After this step, the wizard will import the results and offer to discover more applications, but I will do that later.
Let’s see what we have now!
Post-discovery steps
I mentioned already that I’m suffering from IT-OCD, so I want to clean up now.
Let’s click the SolarWinds logo top left to go to the summary dashboard. It’s messy, so let’s remove all the unnecessary information. This will also speed up the page delivery, as most of the widgets are based on database queries. Here’s a short 40 sec video:
Now populate the All Nodes widget. It’s still messy in its default setting.

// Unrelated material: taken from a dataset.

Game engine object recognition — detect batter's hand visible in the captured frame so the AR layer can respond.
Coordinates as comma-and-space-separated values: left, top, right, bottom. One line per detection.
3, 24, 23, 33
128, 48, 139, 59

I’m going the click the “unknown” device to check why it’s unknown:

The machine type isn’t populated; the reason for that is that the Sys-OID isn’t correctly registered.
If you search for .55062 in a search engine, it’s unknown. There isn’t much you could do here.
Ideally, you need to talk to the vendor and ask them to get their stuff in order and properly register the OID.
The other option is to reach out to SolarWinds in this thread, to enter the OID manually, but that would be more of a workaround than a proper fix, and it will take a while.
But I don’t particularly appreciate how nodes are displayed in the All Nodes widget anyway, so I will show you another workaround. You are in complete control of this one, and it won’t take long and has enormous benefits for various things you will do with the platform in the future.
Custom Properties
Go to Settings / All Settings / Manage custom properties, mark all and delete what’s there:

Custom properties are like tags or labels, which you can attach to everything.
You can use this for the dashboards, reports, account limitations, alerts, or, like in our case, for widgets.
Suitable candidates would be properties based on location, departments, or a complex application delivery process.
I created one called “DeviceType,” and here are my settings:

In the next step I’m going to assign the values:

Now let’s return to our “All Nodes” widget and click edit in the corner top right.
This is what it looks before I apply any change:

Now a screenshot showing my changes:

And this is the result. Success!

Dealing with alerts
In the navigation bar, click Alerts & Activity / Alerts, then Manage Alerts, and sort by “Enabled (On/Off)” as shown here:

Now I want you to mark all and select “Disable Aerts.”
Rinse repeat until all alerts are disabled. Yes, I want you to disable all alerts.

Why did we do this?
The built-in alerts are merely templates to give you an idea of what an alert should look like, but they are not and will never be a perfect match for your environment.
Many first-time users don’t understand that and stick with the out-of-the-box alerts.
One of the results is a lot of spam.
The platform has an automated baselining feature, but it needs at least seven days of data to suggest a baseline and define the “normal” condition. So, give it some time.
Furthermore, each alert that’s enabled but doesn’t have any meaning to you is consuming CPU resources. The system will continuously check for the alert conditions in the background, so get rid of those alerts in the beginning.
Add another account
If you lose access to the default admin account for whatever reasons, there are steps to reset the password in the database.
While that’s possible, a much simpler way is to create a second account.
Sounds too easy.
Go to Settings / All Settings / Manage Accounts and create an Orion Individual Account.
Yes, please, even if you use AD auth as a primary way.

Make it an admin:

Store the credentials somewhere secure!
We did change a lot, didn’t we?
I think it’s enough for now, let the information sink, and we’ll continue another time!